La «Congregazione per il culto divino e la disciplina dei sacramenti» ha pubblicato nel dicembre 2001 il Direttorio su pietà popolare e liturgia. Principi e orientamenti, un documento che nella memoria ecclesiale si è perso tra tanti altri. L’obiettivo del testo viene così descritto dal prefetto, card. Medina Estévez: far conoscere «il valore della pietà popolare, tutelarne la genuina sostanza, purificarla dove fosse necessario, illuminarla con la luce della Sacra Scrittura, orientarla alla sacra liturgia, senza contrapporla ad essa». Come si vede, classico dosaggio di freno e acceleratore dietro un linguaggio neutro e distaccato.

Pietà popolare, culto, devozioni

Il numero di Studia Patavina che qui segnaliamo valorizza il documento anzitutto per il fatto che esso riconosce la religiosità popolare come effetto e frutto del radicamento della fede nelle culture. Partendo da questo dato concreto la riflessione della teologia pastorale è chiamata a interrogarsi sui motivi del permanere delle molteplici forme di devozione popolare, spesso accanto e nonostante la riforma liturgica, il movimento biblico e il nascere dei nuovi e organizzati movimenti di spiritualità.

Gli approfondimenti presentati da Studia Patavina si muovono su tre livelli: 1) lo scarto tra la religiosità popolare la «religione dotta» è profondo, ma la forza con cui è percepito non ha alcuna conseguenza sulla pastorale; 2) la religiosità popolare si esprime in tante forme quante sono le culture, le storie religiose e le vie di santità di cui si nutre, si tratta dunque di un fenomeno complesso e frastagliato, che impedisce giudizi unificatori assoluti; 3) per questo suo radicarsi umano nella cultura e nella storia, la valutazione della religiosità popolare pone problemi di interpretazione sia alla teologia che alle scienze umane.

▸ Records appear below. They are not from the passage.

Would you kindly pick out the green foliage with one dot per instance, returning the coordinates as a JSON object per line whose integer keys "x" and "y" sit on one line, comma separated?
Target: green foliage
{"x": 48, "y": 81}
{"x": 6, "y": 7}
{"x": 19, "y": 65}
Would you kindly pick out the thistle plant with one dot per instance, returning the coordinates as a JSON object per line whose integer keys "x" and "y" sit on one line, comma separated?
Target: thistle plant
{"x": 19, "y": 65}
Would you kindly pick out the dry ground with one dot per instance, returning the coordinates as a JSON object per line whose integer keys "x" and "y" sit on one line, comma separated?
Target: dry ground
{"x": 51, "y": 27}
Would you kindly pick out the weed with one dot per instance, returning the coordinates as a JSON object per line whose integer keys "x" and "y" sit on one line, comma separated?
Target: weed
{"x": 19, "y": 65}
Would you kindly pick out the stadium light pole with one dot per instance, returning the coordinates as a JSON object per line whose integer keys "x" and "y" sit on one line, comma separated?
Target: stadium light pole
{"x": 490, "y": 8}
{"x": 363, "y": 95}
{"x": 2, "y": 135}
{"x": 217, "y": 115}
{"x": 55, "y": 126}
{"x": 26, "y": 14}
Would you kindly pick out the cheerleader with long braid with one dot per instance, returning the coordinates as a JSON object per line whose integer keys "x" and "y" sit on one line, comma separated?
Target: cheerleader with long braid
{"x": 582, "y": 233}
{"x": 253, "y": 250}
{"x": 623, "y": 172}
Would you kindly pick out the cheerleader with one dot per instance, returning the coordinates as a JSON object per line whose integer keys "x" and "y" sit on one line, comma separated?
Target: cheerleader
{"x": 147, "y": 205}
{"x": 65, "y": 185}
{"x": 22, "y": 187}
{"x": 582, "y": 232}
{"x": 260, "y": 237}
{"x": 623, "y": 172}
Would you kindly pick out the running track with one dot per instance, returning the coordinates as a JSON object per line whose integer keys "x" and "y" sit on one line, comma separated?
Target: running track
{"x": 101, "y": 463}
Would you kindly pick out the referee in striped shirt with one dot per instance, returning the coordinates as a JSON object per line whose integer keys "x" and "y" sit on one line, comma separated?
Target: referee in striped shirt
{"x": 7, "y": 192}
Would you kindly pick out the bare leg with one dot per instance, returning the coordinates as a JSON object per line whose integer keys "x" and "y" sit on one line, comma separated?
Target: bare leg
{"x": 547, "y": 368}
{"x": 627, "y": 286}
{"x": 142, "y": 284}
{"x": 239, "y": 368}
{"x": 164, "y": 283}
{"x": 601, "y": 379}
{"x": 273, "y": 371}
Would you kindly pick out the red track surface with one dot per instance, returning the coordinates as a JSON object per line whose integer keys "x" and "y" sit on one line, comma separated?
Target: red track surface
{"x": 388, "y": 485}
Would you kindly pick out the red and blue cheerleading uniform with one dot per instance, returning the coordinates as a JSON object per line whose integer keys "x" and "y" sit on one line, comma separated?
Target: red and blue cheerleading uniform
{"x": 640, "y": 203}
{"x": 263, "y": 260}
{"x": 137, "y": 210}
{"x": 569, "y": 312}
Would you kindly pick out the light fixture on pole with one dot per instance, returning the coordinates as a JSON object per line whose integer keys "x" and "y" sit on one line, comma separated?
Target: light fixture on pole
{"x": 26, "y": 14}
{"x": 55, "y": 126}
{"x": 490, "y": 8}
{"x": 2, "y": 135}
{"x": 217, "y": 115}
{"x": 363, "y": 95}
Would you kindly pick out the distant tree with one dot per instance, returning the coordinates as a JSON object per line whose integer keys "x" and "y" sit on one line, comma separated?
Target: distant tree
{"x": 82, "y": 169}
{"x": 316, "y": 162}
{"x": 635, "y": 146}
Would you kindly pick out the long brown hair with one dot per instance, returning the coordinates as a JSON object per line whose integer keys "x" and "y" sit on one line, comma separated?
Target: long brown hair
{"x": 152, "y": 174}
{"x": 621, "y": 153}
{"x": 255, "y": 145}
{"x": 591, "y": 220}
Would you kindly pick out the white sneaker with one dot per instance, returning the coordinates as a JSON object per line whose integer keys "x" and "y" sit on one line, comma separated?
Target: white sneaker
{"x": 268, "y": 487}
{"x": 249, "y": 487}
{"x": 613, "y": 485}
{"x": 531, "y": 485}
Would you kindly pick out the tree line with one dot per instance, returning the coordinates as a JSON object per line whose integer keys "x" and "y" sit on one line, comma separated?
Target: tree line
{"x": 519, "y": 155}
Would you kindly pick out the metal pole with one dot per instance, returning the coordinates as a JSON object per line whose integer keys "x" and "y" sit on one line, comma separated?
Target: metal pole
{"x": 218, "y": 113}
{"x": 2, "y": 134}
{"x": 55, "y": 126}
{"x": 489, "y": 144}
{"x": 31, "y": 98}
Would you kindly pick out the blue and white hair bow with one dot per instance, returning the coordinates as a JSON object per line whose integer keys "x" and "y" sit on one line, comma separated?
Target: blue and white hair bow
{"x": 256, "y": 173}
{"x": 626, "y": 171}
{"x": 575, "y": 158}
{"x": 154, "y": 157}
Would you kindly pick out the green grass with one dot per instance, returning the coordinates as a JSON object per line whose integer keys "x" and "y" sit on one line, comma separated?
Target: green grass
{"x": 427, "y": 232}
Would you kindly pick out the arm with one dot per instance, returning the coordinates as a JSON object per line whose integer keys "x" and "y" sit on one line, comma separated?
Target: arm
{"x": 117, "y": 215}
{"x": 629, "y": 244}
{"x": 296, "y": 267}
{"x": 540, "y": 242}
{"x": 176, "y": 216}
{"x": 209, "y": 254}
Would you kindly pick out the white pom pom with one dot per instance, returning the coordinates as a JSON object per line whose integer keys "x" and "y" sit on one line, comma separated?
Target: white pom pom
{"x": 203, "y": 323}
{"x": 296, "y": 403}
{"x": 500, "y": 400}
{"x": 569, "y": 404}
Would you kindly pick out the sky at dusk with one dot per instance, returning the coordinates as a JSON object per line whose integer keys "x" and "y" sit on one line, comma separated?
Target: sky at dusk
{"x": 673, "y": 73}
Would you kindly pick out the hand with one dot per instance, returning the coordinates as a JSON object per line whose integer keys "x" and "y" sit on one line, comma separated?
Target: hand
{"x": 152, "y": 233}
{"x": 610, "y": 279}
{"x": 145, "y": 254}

Accanto agli approfondimenti generali, il volume presenta alcuni saggi pensati come sondaggi sul campo. Ad esempio, «L’emergenza del pellegrinaggio. Pregare con i piedi» o «Tra immaginette, santini, reliquie: vedere e toccare il sacro».

Il mai dimenticato don Luigi Sartori, che ancora sfoglierà dall’alto Studia Patavina, usava spesso, a proposito di ecumenismo, l’immagine dei «pezzi di pane avanzati: sette sporte piene» che i discepoli portano via dopo la moltiplicazione. E don Sartori concludeva: «perché nulla vada perduto». Lo diceva a proposito delle diversità tra le chiese, lo possiamo dire a proposito del contenuto della religiosità popolare.